British composer and musician

Stephen Keeling is a British composer and musician who works predominantly in musical theatre.

== Biographical details ==
Born in 1966 in Staffordshire, England, he trained at Goldsmiths College, University of London, gaining an honours degree in music. In 1990 he was chosen by Sir Cameron Mackintosh to be one of 12 writers to study with Stephen Sondheim during the latter's year-long tenure at Oxford University as the Visiting Professor of Contemporary Theatre.

== Notable works ==

During his time with Stephen Sondheim at Oxford, he composed the music for Maddie (book and lyrics by Shaun McKenna and Steven Dexter), which was subsequently workshopped at the Royal National Theatre Studio before receiving its first full production at the Salisbury Playhouse. The production then transferred to the Lyric Theatre, Shaftesbury Avenue in London's West End in 1997, produced by Kenny Wax Productions. In 2023, Maddie was performed in New York, winning Best Score at the New York Theater Festival awards.

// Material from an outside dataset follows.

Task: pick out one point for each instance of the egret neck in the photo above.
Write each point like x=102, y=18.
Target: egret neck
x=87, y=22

He was the co-composer, along with Laurence O'Keefe, for La Cava (book by Dana Broccoli, lyrics by John Claflin), which transferred from the Churchill Theatre, Bromley to the Victoria Palace Theatre, London in 2000 and then later transferred to the Piccadilly Theatre in the West End of London.

He composed the music for a musical adaptation of Heidi (book and lyrics by Shaun McKenna), which combines the story of Johanna Spyri’s first Heidi novel with the life of the author. Heidi opened in Switzerland in 2005.

In 2007 a sequel, Heidi and Johanna (intertwining the second Heidi novel with the final years of Johanna Spyri’s life and ending with her death), was nominated for a Prix Walo award.

Stephen Keeling has also composed the music for My Father’s Son, a musical set in nineteenth century Sheffield and based loosely on Shakespeare's Hamlet (book and lyrics by Stephen Clark, directed by Steven Dexter at the Crucible Theatre, Sheffield and the Lilian Baylis Theatre, Sadler’s Wells). For children he has composed The Last Wave, a musical about the Children's Crusade (book and lyrics by Peter Spafford) and written the music for a musical adaptation of The Amazing Mr. Blunden (book and lyrics by Edward Hardy).

He wrote the music for a sequel to Peter Pan, called The Return of Peter Pan (book and lyrics by Shaun McKenna), which premiered at the Theater Regensburg, Germany, in November 2023.

== Other ==

Keeling was a founding member of the Mercury Workshop, which merged with the New Musicals Alliance to become MMD, a UK-based organisation developing new musical theatre.

In 1997, he appeared, together with Shaun McKenna, on BBC Radio 2's In Company With Sondheim in an edition devoted to Maddie.